Schöner Job, nicht? Und wie finde ich jetzt zurück zur Entrüstung und Empörung, die ich eigentlich ergründen wollte? Ich war selber schon zu nahe dran, als dass ich mich darauf zurückziehen könnte, zu sagen: Sie wollen es ja nicht anders, man muss schon ein bisschen krank, irre oder mindestens machtgeil sein, um freiwillig in solche Positionen zu geraten. Am Anfang eines Politikerlebens steht meist der Wille, etwas mitzugestalten, Missstände zu bekämpfen, etwas Neues und Besseres zu realisieren. Frischfröhlich begibt sich der Aktivist zwischen die Mühlsteine und bemerkt recht schnell, dass schon die kleinste Änderung (und sei sie noch so sinnvoll!) viele Jahre Wühlarbeit, kleine und große Kämpfe erfordert - wenn nicht zufällig gerade eine "Bewegung" inklusiv Steinewerfereinsatz die Verhältnisse verflüssigt oder gar Amokläufer gewisse Gesetzesänderungen unfreiwillig erleichtern. Zynismus ist Berufskrankheit und verklebt schon bald die Seele wie die schwarze Pest , aber nach außen muss man "ehrlich engagiert" wirken, jeden Tag neu und immer mit dem passenden Fotografiergesicht. (Eine Burka für Politiker wäre vermutlich eine große Erleichterung!)

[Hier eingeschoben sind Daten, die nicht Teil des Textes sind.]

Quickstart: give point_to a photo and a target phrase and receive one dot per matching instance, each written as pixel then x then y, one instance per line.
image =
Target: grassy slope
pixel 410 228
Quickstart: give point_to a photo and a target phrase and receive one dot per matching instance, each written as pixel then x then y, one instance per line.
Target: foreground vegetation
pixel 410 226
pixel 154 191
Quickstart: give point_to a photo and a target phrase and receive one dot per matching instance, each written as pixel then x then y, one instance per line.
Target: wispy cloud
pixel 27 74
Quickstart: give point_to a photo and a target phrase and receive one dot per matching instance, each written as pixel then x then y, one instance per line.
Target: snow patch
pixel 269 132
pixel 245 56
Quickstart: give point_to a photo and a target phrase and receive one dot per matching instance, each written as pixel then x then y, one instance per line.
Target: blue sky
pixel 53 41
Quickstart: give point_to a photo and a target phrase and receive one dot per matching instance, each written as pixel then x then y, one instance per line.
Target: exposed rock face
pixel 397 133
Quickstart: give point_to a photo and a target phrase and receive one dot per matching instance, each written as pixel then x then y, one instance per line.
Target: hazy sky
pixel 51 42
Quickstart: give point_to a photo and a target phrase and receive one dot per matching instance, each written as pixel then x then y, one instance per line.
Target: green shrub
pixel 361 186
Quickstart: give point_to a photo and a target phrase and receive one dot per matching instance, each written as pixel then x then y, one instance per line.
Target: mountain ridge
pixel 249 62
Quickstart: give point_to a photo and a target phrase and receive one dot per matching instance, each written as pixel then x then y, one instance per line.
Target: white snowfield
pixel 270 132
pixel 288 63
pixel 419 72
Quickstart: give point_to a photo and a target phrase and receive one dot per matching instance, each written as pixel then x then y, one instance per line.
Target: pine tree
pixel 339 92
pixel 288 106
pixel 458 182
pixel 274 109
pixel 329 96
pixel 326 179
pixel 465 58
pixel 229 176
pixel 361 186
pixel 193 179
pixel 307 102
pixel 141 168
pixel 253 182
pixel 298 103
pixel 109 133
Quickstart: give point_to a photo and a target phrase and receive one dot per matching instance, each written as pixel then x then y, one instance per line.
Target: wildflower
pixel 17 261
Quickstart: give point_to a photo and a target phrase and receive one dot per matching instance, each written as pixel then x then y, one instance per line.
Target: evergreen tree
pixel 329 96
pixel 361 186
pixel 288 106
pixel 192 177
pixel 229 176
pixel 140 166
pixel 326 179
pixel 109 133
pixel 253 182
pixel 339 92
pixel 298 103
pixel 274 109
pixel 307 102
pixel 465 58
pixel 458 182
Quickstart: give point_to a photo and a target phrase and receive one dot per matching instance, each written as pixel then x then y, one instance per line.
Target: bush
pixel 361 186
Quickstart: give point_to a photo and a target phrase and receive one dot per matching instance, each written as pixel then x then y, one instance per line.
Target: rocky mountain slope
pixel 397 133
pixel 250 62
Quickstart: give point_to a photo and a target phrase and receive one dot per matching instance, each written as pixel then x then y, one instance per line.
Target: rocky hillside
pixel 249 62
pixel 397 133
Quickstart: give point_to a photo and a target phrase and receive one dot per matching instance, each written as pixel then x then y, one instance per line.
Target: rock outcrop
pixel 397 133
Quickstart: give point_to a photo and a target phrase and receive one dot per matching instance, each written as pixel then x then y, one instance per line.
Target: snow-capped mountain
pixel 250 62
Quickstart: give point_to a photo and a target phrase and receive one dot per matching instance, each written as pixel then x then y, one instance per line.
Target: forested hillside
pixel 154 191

"Was habe ICH davon?" Dass diese Frage von nicht wenigen irgendwann ganz praktisch beantwortet wird, indem sie sich (oder der eigenen Partei) einen "Anteil am Vorteil" genehmigen, den sie immer nur an Andere verteilen - wundert mich das wirklich? Bin ich darüber EMPÖRT? Nicht die Bohne! Im Gegenteil, ich finde es nach diesen kurzen Überlegungen eher verwunderlich und erforschenswert, wie es manchen gelingt, trotz allem auf geraden Pfaden zu wandeln und den Versuchungen NICHT zu erliegen.

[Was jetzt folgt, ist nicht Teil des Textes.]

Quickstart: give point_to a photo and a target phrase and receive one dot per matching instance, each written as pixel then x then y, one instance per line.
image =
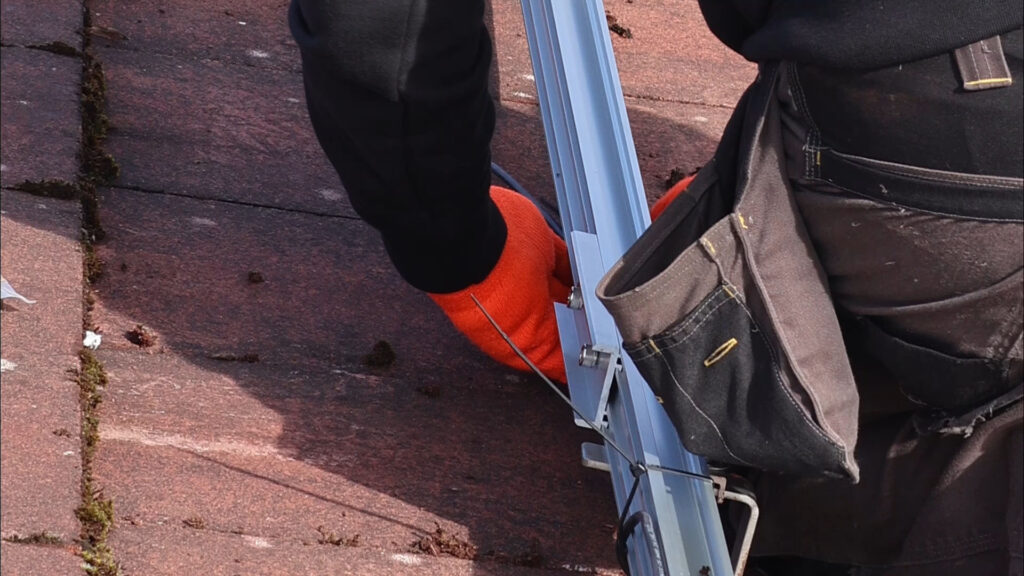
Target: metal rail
pixel 603 210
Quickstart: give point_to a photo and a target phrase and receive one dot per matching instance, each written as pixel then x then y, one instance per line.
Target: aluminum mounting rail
pixel 603 210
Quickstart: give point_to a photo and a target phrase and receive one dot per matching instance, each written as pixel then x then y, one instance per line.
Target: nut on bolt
pixel 590 357
pixel 576 298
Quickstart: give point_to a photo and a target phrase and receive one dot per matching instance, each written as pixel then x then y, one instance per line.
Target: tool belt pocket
pixel 724 310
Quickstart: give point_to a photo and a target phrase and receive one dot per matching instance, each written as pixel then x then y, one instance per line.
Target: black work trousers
pixel 397 95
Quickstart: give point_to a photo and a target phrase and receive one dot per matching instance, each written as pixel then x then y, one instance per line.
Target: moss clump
pixel 91 262
pixel 381 356
pixel 39 538
pixel 60 190
pixel 58 47
pixel 96 512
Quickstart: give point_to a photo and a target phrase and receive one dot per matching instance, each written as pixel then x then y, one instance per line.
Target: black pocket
pixel 721 384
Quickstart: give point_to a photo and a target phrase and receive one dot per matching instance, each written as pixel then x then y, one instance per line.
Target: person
pixel 887 138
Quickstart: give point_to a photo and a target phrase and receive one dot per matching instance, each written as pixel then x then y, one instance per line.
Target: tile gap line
pixel 233 202
pixel 198 59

Seltsamerweise bedeutet das nicht, dass ich beim nächsten "Skandal", bei der nächsten Enthüllung nicht wieder schwer entrüstet bin - wie das? Tja, offensichtlich ist es nicht, wie es auf den ersten Blick scheint, die gerechte Empörung über das korrupte Verhalten einzelner Funktionsträger, sondern letztlich der Ärger darüber, davon nichts abbekommen zu haben. Ich fühle mich bestohlen, wenn "im Namen des Volkes" Pfründe verteilt und Provisionen kassiert werden, während ich selber wegen lächerlicher Summen geharnischte Drohungen vom Finanzamt bekomme. Ja, darüber reg' ich mich richtig auf. Aber mein Ärger ist noch nichts im Vergleich zum Ärger der Arbeiter und Angestellten, denen gleich über die Hälfte vom Verdienst einbehalten wird, ohne dass sie - wie ich als Selbständige - einen richtigen "Gestaltungsspielraum" in der Steuererklärung hätten.

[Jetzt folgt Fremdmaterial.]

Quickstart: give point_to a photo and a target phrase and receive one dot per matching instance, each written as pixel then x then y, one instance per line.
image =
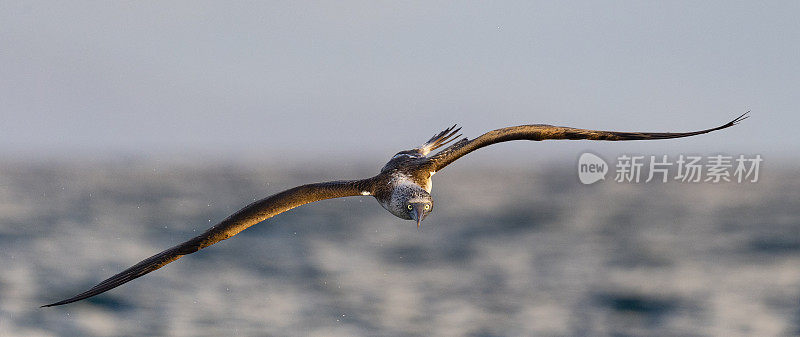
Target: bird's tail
pixel 439 140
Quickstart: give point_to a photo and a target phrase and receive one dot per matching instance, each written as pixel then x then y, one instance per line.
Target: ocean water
pixel 523 253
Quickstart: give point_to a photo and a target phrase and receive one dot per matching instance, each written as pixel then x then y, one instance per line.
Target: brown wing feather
pixel 544 132
pixel 252 214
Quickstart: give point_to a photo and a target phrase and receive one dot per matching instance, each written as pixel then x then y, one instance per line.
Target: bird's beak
pixel 418 213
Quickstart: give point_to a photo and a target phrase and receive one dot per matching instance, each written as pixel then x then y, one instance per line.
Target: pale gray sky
pixel 335 77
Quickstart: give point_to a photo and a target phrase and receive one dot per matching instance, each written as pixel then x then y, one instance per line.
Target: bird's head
pixel 415 205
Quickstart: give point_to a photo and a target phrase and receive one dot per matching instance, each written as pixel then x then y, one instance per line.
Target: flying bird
pixel 402 187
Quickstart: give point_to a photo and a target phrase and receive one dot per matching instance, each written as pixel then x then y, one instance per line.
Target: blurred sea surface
pixel 511 252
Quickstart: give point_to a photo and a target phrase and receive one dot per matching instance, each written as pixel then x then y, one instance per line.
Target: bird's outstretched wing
pixel 252 214
pixel 544 132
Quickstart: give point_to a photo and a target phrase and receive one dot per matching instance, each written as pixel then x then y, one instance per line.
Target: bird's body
pixel 402 187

Werte ? Moral ? Sitten ? Diese Begriffe zeigen sich heute allzu offen als bloße Beschwörung, gerichtet an eine Mehrheit, die begriffen hat, dass Bescheidenheit und Ehrlichkeit keine Zierden mehr sind, sondern Dummheiten für Modernisierungsverlierer. Ganz demokratisch verhält sich "das Volk" heute so, wie früher nur die Machteliten, die schon immer gern Wasser predigten und es trotzdem nicht nötig hatten, den Wein heimlich zu genießen. Wir haben den Spieß umgedreht. Und das Wasser brauchen wir nicht mehr "predigen", sondern haben es in Gesetze gegossen, die unsere Volksvertreter und Amtswalter schlicht einzuhalten haben. Sie kümmern sich ums Gemeinwohl und wir kümmern uns um uns, das ist Arbeitsteilung. Und wehe, "die da oben" scheren aus der Rolle - sie sollen uns vertreten und verwalten, aber doch nicht sein wie wir!